芥川賞に高瀬隼子さん 直木賞は窪美澄さん

東京, 7月21日, /AJMEDIA/

 第167回芥川賞(日本文学振興会主催)の選考会が20日、東京・築地の新喜楽で開かれ、高瀬隼子さん(34)の「おいしいごはんが食べられますように」(「群像」1月号)が選ばれた。直木賞は、窪美澄さん(56)の「夜に星を放つ」(文芸春秋)に決まった。
 高瀬さんは候補2回目で受賞。作品は、職場の若く病弱な女性、芦川の言動が心に引っ掛かる同僚の男女2人の視点で進む。ありふれた恋愛模様や食事風景の描写に、芦川に反感を抱く2人の視線が絡み合い、全体に不穏な空気が満ちる。

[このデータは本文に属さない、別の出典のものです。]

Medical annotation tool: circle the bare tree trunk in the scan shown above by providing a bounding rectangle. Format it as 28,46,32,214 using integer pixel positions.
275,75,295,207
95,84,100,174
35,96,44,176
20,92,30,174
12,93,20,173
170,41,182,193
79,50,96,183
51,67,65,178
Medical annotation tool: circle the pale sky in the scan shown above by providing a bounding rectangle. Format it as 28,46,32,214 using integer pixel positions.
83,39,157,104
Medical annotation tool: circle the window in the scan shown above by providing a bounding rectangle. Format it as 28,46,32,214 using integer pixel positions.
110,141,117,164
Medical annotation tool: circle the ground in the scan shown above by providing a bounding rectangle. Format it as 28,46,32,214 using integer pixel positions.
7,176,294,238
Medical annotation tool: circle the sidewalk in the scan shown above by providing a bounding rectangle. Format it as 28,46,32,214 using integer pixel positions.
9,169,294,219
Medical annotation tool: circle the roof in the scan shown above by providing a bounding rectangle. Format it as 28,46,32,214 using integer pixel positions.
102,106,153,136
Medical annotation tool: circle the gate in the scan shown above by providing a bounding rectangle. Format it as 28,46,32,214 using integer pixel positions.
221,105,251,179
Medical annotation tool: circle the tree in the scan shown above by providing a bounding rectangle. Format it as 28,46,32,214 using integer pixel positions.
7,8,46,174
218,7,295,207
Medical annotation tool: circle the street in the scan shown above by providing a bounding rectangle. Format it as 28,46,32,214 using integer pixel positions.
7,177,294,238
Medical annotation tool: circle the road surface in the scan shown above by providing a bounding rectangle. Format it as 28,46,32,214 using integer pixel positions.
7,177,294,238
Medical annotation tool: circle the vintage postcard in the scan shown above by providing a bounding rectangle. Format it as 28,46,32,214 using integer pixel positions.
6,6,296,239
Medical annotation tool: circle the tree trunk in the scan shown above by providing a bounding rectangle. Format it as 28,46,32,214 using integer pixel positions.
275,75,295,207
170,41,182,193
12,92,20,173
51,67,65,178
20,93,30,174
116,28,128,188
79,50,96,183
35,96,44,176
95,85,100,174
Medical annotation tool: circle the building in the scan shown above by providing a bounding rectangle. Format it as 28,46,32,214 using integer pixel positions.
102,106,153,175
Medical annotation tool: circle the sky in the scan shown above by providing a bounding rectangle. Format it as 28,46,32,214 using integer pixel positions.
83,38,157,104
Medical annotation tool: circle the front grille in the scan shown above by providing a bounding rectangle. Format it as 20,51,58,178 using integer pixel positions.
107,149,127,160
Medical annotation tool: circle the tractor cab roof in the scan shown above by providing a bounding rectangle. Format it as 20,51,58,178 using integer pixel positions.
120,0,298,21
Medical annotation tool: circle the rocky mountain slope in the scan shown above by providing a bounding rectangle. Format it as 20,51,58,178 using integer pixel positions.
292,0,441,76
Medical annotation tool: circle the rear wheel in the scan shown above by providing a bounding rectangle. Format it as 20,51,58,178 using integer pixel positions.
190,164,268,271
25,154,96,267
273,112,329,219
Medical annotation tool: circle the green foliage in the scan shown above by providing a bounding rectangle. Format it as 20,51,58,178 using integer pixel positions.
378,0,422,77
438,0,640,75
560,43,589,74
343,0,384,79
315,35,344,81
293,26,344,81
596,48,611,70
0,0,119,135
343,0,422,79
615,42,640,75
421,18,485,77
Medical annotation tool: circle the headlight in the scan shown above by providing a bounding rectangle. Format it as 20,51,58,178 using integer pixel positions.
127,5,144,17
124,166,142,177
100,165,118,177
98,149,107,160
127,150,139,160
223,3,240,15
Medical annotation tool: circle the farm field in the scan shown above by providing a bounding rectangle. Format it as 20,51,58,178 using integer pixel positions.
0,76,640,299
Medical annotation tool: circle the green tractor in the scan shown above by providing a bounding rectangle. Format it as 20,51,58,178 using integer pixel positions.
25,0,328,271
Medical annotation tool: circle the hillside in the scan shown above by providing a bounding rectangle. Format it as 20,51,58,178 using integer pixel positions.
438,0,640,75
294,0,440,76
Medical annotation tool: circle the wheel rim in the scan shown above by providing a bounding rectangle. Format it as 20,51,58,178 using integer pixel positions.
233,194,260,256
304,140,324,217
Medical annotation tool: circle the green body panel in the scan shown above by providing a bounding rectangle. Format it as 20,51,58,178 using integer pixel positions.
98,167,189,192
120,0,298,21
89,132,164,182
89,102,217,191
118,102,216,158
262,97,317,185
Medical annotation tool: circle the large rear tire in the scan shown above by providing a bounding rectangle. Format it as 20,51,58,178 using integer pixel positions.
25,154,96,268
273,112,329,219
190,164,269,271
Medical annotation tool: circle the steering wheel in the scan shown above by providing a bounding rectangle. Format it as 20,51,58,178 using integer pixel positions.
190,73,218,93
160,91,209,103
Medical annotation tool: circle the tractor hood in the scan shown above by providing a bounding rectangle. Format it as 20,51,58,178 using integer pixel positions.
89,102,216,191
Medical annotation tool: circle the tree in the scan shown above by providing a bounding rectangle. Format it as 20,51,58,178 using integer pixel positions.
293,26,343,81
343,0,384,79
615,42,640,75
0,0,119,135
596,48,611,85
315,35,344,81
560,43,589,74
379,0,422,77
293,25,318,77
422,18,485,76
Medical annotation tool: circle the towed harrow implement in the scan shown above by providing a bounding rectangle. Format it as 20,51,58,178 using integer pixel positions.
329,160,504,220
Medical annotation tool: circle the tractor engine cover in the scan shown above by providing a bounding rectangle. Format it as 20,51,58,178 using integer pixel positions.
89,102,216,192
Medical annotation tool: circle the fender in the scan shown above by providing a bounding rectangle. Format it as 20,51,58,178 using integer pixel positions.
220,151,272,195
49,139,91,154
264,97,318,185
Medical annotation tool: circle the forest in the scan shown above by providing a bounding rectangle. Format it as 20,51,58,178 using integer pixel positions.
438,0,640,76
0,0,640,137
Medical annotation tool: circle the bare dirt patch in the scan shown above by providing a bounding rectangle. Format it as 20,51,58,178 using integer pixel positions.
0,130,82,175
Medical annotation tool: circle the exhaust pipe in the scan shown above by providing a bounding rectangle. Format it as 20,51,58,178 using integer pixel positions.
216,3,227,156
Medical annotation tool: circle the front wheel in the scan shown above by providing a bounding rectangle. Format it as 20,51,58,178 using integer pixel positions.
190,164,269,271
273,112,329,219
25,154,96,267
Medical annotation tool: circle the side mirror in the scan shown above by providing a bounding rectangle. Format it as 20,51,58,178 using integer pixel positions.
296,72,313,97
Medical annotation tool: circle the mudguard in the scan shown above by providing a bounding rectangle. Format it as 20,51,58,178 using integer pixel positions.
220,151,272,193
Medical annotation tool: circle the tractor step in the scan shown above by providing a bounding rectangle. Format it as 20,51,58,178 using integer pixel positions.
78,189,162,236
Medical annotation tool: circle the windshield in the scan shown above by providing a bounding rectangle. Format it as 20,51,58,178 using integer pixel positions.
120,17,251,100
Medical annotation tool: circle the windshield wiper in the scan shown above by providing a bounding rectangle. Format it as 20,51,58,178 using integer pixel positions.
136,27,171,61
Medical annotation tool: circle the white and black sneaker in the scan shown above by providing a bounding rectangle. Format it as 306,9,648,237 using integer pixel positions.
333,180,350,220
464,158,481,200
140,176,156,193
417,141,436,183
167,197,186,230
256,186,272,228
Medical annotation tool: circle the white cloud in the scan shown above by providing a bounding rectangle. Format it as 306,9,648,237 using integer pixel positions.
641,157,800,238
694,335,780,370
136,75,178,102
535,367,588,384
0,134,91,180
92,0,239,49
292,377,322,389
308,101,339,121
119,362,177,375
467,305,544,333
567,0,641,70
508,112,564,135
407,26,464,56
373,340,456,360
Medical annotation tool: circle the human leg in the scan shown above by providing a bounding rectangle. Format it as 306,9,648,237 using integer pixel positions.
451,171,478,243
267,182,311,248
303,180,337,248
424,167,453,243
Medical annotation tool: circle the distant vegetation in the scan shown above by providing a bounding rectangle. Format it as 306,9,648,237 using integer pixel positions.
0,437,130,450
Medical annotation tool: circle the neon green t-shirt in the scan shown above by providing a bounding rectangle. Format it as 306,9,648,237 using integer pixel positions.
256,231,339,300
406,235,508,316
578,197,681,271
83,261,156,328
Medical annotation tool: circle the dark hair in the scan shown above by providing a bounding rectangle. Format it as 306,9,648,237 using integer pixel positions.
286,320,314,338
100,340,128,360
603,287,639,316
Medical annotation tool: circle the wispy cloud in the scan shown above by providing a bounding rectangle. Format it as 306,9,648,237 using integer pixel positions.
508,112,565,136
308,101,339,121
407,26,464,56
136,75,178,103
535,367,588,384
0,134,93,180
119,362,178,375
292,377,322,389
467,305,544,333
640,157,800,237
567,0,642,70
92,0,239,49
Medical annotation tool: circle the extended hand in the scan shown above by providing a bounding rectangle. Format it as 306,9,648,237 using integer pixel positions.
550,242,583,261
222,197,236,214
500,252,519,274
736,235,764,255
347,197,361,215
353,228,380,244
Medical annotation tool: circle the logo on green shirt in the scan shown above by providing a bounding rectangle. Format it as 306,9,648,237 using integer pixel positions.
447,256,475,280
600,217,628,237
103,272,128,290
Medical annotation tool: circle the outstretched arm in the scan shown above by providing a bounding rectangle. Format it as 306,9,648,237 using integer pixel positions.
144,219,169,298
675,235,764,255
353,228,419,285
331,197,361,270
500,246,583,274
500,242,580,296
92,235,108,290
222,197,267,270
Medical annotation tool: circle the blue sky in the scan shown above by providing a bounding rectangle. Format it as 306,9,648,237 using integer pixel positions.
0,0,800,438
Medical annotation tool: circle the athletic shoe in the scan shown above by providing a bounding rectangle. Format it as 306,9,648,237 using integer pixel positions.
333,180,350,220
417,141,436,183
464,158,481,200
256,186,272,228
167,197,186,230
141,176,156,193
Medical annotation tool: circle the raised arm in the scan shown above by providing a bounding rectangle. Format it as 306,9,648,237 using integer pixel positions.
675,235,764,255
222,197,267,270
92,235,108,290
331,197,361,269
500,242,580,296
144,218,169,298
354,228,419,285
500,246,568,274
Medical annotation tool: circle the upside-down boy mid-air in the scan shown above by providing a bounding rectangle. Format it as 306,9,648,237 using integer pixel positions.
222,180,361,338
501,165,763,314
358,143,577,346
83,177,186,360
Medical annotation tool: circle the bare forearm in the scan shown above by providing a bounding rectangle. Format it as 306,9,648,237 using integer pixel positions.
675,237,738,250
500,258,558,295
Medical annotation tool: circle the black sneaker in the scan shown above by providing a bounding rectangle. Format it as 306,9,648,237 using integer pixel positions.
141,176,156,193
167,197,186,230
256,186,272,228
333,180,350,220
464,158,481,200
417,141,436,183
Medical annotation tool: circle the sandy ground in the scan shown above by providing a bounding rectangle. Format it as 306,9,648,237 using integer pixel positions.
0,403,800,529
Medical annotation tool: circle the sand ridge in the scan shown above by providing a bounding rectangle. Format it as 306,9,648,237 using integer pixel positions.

 選考委員の川上弘美さんは「人間の中にある多面性をうまく描いている。それを実際に小説にするのは難しいこと」と、高瀬さんの力量をたたえた。
 窪さんは候補3回目で受賞。作品は、星や星座をモチーフに、人の出会いと別れを丁寧に描いた短編集。コロナ禍の中で登場人物たちは迷い、傷つきながらも、夜空を見上げて新しい一歩を踏み出そうとする。
 選考委員の林真理子さんは「日常生活の中でコロナを採り上げ、短編小説に仕上げた手腕が素晴らしかった。婚活アプリなど現代的な素材を使いながら、文章はさりげなく滑らかで、窪さんの作家としての資質に敬服した」と語った。